Xuanzang and the Journey to the West
My recent research considers the life and legacy of the famous Tang-dynasty monk cleric, pilgrim, and scholar Xuanzang 玄奘 (600/602–664). A monograph on the historical Xuanzang prepared for Shambhala’s Lives of the Masters series is forthcoming in early 2021. A second book, provisionally titled Embodying Xuanzang: A Medieval Monk in the Modern Imagination, examines the later deification of Xuanzang and the ritual uses of the Journey to the West (Xiyou ji 西遊記) narrative primarily in mainland China but also in Taiwan, Korea, and Japan.
Published work related to Xuanzang’s legacies and the Journey to the West story-cycle include “Resurrecting Xuanzang: The Modern Travels of a Medieval Monk” (in Recovering Buddhism in Modern China, 2016), an account of the rediscovery, division, and distribution of Xuanzang’s relics in the twentieth century; “The Pig and the Prostitute: The Cult of Zhu Bajie in Modern Taiwan” (Journal of Chinese Religions, 2018), an examination of ritual traditions centered on Zhu Bajie, Xuanzang’s pig companion in the Journey to the West narrative; and “Taming the Monkey: Reinterpreting the Xi you ji in the Early Twentieth Century” (Monumenta Serica, 2020), which demonstrates that the famous “novel” played important ritual and liturgical functions before and after it was reconceived as a work of secular literature.

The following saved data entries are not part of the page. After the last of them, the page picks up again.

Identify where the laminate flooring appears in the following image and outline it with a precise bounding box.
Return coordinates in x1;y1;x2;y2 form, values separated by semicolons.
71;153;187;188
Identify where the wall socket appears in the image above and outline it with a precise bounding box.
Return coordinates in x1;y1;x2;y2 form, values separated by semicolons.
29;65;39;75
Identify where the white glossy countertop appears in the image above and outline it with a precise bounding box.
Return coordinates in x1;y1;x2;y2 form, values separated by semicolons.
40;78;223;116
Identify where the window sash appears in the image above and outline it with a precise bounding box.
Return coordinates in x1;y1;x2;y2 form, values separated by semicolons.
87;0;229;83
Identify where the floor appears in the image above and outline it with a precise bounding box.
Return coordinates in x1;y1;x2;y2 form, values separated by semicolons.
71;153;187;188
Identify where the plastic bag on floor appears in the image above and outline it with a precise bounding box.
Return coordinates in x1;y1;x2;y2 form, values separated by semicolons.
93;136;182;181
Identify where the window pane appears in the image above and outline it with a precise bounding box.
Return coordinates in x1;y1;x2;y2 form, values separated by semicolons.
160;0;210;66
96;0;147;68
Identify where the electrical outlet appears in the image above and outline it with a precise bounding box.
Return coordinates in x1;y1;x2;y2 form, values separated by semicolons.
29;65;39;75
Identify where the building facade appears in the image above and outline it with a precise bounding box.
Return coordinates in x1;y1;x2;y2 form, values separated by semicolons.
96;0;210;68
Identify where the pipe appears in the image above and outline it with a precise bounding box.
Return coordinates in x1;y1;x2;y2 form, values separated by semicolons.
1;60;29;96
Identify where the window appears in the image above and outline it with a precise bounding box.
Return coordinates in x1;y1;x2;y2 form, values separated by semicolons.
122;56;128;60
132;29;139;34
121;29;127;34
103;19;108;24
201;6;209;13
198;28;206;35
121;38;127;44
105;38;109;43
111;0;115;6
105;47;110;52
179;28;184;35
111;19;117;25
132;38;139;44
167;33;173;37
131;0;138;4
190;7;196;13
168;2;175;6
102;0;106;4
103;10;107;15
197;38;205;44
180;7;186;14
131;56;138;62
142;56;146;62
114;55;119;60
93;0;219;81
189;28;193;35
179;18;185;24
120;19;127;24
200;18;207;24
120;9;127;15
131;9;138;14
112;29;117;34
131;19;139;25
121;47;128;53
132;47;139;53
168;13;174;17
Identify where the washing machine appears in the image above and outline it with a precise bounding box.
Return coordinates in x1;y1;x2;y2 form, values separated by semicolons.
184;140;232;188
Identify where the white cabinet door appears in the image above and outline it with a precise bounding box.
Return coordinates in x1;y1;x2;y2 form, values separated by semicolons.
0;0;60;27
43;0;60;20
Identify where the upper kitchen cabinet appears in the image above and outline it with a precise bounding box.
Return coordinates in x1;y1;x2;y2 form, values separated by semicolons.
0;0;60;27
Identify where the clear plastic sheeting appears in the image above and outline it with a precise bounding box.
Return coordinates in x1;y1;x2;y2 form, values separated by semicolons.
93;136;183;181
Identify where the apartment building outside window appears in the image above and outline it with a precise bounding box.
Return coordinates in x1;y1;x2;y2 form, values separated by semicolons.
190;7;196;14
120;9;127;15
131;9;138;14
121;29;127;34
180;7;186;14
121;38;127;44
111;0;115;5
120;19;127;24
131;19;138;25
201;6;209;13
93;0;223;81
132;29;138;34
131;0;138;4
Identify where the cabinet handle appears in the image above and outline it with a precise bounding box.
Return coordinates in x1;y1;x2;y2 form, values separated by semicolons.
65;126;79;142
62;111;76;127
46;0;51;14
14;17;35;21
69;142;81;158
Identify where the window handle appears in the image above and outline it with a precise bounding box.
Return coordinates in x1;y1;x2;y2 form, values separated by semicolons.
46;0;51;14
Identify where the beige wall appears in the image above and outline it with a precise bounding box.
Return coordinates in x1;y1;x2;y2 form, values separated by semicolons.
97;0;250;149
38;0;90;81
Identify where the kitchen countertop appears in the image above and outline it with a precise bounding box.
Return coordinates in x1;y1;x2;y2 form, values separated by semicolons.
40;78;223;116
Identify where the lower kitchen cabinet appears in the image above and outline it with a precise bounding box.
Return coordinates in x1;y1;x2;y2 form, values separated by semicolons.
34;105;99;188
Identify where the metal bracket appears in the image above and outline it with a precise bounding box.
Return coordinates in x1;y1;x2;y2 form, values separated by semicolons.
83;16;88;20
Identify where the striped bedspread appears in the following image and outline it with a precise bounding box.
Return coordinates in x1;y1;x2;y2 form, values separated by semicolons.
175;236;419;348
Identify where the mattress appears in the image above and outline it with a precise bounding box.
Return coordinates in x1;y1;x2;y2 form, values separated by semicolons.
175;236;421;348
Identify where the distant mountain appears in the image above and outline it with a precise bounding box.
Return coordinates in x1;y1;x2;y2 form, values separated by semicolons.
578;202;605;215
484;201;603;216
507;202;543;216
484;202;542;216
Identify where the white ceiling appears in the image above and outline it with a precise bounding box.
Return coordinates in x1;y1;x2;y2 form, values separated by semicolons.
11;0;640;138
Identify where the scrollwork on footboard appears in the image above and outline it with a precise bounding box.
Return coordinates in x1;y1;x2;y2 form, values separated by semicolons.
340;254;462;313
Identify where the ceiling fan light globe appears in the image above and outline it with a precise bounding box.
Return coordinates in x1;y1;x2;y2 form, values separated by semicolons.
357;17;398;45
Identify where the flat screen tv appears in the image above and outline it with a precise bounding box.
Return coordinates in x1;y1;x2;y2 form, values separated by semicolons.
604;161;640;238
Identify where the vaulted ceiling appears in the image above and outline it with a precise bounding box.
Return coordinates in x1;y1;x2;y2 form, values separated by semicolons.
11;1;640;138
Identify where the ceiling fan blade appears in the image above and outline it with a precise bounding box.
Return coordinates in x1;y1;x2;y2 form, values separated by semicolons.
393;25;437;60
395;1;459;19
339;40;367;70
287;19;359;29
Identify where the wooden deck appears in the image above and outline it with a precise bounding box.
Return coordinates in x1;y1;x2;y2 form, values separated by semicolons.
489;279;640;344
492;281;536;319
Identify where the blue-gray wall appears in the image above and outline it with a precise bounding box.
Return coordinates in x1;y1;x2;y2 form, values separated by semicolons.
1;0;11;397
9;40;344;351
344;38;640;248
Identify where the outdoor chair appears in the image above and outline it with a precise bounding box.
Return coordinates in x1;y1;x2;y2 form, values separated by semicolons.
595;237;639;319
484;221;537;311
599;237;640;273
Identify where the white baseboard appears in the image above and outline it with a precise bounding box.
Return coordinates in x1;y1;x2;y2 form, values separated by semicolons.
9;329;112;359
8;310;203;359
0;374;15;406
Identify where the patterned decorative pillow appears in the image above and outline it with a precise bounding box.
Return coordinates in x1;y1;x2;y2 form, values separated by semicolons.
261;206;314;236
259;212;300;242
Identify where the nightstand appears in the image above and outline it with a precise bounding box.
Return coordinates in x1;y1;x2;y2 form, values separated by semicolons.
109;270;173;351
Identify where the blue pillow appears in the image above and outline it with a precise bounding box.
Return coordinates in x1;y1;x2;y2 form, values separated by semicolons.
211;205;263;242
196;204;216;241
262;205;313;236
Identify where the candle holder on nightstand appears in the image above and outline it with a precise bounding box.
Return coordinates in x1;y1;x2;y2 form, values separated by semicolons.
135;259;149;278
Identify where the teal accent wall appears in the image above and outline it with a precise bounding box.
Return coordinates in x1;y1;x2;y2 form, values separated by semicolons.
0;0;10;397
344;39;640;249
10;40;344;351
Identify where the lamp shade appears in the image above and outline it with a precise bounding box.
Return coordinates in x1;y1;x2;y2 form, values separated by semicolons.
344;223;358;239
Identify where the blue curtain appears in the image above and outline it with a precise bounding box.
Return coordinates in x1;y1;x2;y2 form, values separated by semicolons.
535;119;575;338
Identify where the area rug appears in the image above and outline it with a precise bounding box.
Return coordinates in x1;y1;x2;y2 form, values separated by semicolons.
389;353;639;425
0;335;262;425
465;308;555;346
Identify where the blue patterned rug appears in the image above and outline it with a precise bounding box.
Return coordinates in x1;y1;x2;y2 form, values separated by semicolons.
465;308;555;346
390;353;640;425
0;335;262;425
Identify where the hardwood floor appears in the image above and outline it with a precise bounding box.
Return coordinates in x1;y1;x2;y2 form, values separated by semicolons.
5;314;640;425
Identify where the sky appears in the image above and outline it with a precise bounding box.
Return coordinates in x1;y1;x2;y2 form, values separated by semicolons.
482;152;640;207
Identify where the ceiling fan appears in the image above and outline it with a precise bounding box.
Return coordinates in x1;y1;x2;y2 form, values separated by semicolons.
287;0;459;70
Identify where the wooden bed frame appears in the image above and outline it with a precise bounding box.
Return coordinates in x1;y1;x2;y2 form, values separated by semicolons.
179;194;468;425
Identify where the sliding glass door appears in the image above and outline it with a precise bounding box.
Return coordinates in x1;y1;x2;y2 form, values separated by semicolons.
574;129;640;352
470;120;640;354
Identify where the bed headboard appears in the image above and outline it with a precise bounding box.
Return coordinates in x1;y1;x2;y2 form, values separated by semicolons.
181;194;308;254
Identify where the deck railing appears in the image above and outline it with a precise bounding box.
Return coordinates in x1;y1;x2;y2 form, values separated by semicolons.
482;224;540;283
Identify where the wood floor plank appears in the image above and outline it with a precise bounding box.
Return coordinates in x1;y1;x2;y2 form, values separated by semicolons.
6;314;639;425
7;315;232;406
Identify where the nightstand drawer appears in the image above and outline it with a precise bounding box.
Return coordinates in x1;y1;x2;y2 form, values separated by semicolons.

Chinese Buddhism during the late Qing Dynasty and Republican Era
Another long-standing interest involves the Buddhist renaissance in China that spanned the first half of the twentieth century. Initial research in this area is presented in “Laiguo Miaoshu (1881–1953): The Making of a Modern Chan Master,” a study of a celebrated Republican era Chan monk’s autobiography and lectures. This essay, written for the collaborative project “Individuals and their Inner Worlds in Chinese Religious Life,” will be published in an edited volume currently in preparation.
This research has been generously supported by the Fulbright Foundation, the American Council of Learned Societies, the Alexander von Humboldt Foundation, the Robert H. N. Ho Family Foundation, the Chiang Ching-kuo Foundation, the Lieberthal-Rogel Center for Chinese Studies, and the Center for Japanese Studies at the University of Michigan.
At Michigan, I teach a range of courses at both the undergraduate and graduate levels. My regular course offerings include “Zen Buddhism: History, Culture, and Critique,” “Gods, Ghosts, and Gangsters: Popular Religion in China,” “Buddhism and Death,” and “Zen Masters, Dharma Bums, and Drag Queens: Buddhism in America.” I also teach courses on the reinvention of religion in modern Asia, Qing dynasty and Republican era Buddhism in China, reading Buddhist texts (in Chinese), and systems of self-cultivation in China.